Car, comme je l’ai dit, il existe incontestablement des personnes qui ont des taux de base faibles ou très faibles d’anticorps spécifiques dirigés contre un agent infectieux donné, mais qui néanmoins se défendent très bien en cas d’infection par cet agent infectieux. En particulier, ces personnes sont généralement capables de produire très rapidement, dès que cet agent infectieux se présente, des anticorps (ces anticorps n’étaient pas nécessaires lorsque cet agent infectieux était absent) ; c’est le phénomène de mémoire immunitaire des lymphocytes B : cette mémoire est mise en œuvre de façon rapide lors d’une réponse immunitaire dite « secondaire » ; il faut simplement, pour que cela puisse se produire, que le système immunitaire ait déjà mis en mémoire cet agent infectieux lors d’une réponse immunitaire dite « primaire » (infection ou vaccination).

Ces cellules peuvent-elles être utilisées dans la recherche d'un vaccin contre la CoVid-19 ?

Bien sûr et c’est de toute façon le cas. En réalité, l’immunité cellulaire et l’immunité humorale œuvrent de concert. Elles sont complémentaires et en réalité indissociables, bien qu’il existe des déficits immunitaires sélectifs de l’une ou de l’autre.

Le principe d’un vaccin est de forcer la mise en mémoire par le système immunitaire, d’un agent infectieux microbien et plus exactement de ses antigènes les plus déterminants. C’est une sorte d’immunisation active forcée. Aujourd’hui, on maîtrise plusieurs approches vaccinales. S’agissant de l’élaboration d’un vaccin antiviral, on peut utiliser des particules virales (virions) inactivées (« tuées »), une souche virale atténuée (« vivante », mais affaiblie), des antigènes viraux seuls, un autre virus (rougeole, par exemple) auquel on a greffé les gènes nécessaires du virus en cause, etc.
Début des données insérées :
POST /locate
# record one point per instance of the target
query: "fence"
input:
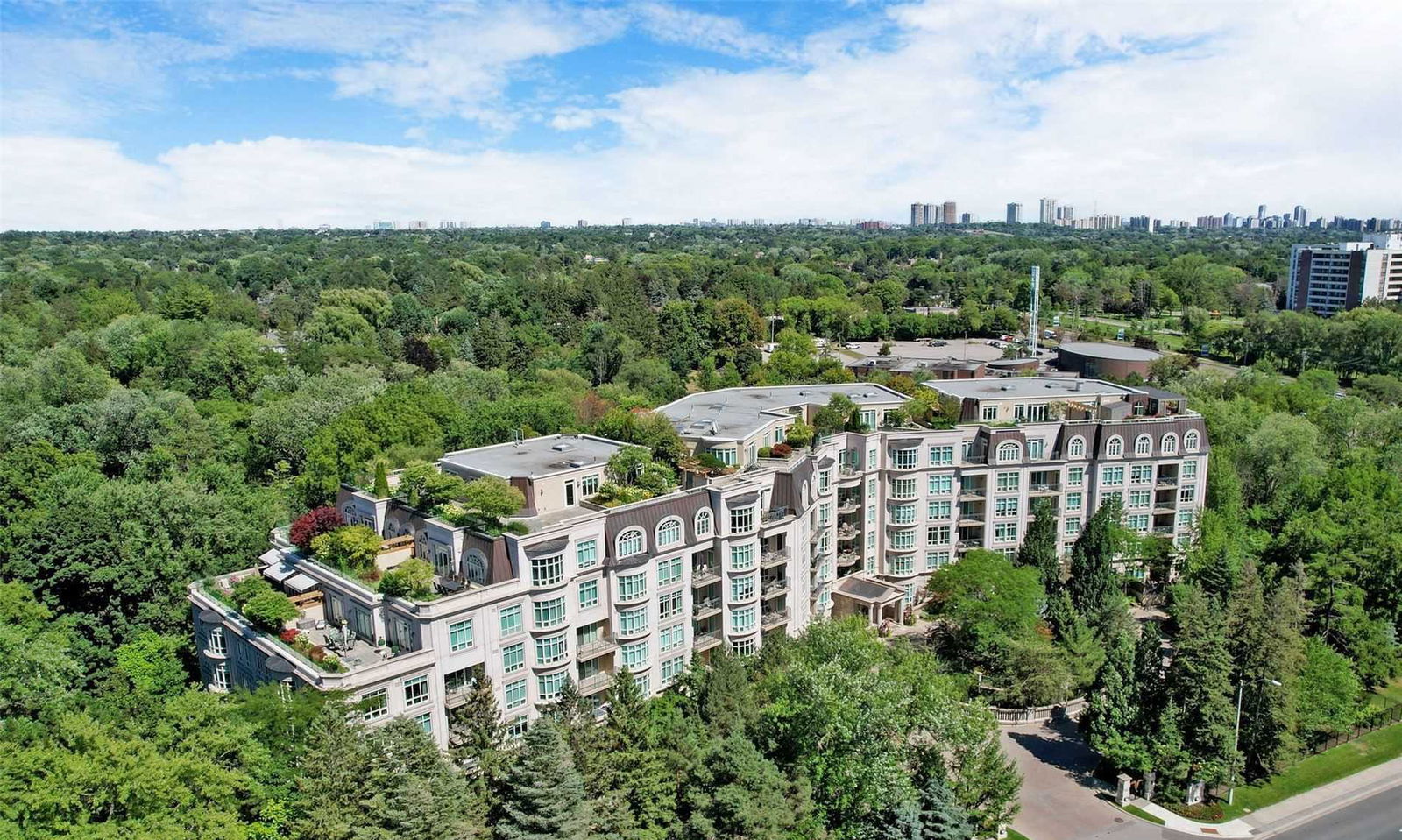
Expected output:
(1037, 714)
(1377, 720)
La recherche vaccinale est devenue en effet une activité de très haut niveau scientifique et technologique. Et, quelle que soit l’approche qui est choisie, l’immunité cellulaire et l’immunité humorale sont en général mobilisées (toutefois, quand le vaccin se résume à un antigène viral, il s’agit essentiellement de l’immunité humorale : la production d’anticorps).

Il faut retenir qu’une infection virale est un processus complexe et que le système immunitaire doit mobiliser toutes ses compétences et ses forces pour la combattre efficacement ; pour qu’un vaccin soit efficace, il faut donc qu’il intègre tout cela, d’où le long délai (au strict minimum un an et demi à deux ans) pour le mettre au point.